Troisième moyen, relatif à l’absence d’avantage prétendument conféré à SACE BT par la troisième et la quatrième mesure litigieuse : violation de l’article 107, paragraphe 1, TFUE et application erronée du MEIP; caractère inapproprié du complément de la motivation de la décision attaquée.

Le conseil d’administration de SACE SpA a agi de manière parfaitement similaire aux autres opérateurs privés, qui, vu le niveau élevé d’incertitude et d’urgence que présentait la situation du marché en 2009, ont procédé à des injections de capital analogues auprès de leurs sociétés filiales, malgré l’absence de prévisions relatives aux flux de caisse futurs qui étayeraient, d’un point de vue comptable, l’attente en matière de rentabilité, du moins à long terme. Cette situation objective, découlant d’une simple observation des dynamiques du marché à une date précise, aurait dû prévaloir sur toute autre considération théorique ou spéculative dans le cadre de l’application du MEIP de la part de la Commission. En outre, la décision ne cite pas un seul cas concret de société privée exerçant dans les conditions normales du marché qui, face à de graves difficultés liées à la crise, aurait été mise en liquidation par ses actionnaires plutôt que recapitalisée.
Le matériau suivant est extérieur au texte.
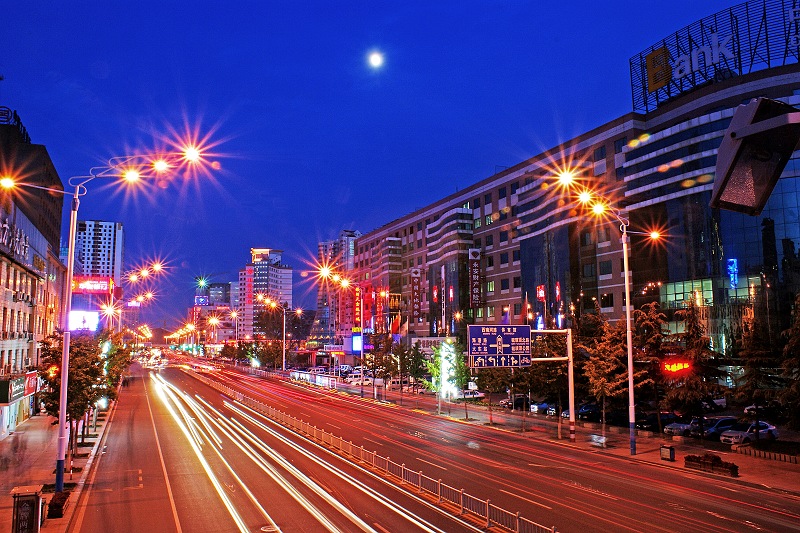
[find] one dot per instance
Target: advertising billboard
(84, 320)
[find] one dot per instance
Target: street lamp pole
(628, 332)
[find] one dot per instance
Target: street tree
(761, 378)
(699, 383)
(790, 369)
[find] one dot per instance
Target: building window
(600, 154)
(607, 300)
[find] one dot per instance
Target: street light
(600, 207)
(127, 169)
(325, 273)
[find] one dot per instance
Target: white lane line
(432, 464)
(526, 499)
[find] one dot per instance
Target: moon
(376, 59)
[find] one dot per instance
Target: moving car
(744, 432)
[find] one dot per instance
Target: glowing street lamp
(325, 273)
(129, 168)
(601, 207)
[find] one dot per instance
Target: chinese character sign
(474, 278)
(416, 303)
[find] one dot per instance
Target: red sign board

Le Tribunal n’a en tout état de cause pas expliqué en quoi SACE aurait été tenue d’apprécier au préalable la rentabilité future de SACE BT et de transmettre à la Commission des éléments prévisionnels appropriés, alors qu’il ressortait de la situation du marché que les investisseurs privés ne l’avaient pas fait. Enfin, dès lors que la Commission a estimé, au cours de la procédure formelle d’examen, ne pas devoir accorder toute son attention aux arguments soulevés par SACE en vue de l’application du critère empirique du MEIP, le Tribunal a commis une erreur en déclarant qu’elle pouvait légitimement les rejeter, eu égard à l’hypothèse abstraite que les opérations relatives au capital effectuées par les opérateurs privés pourraient également être non conformes au MEIP, car comportant des éléments d’aide.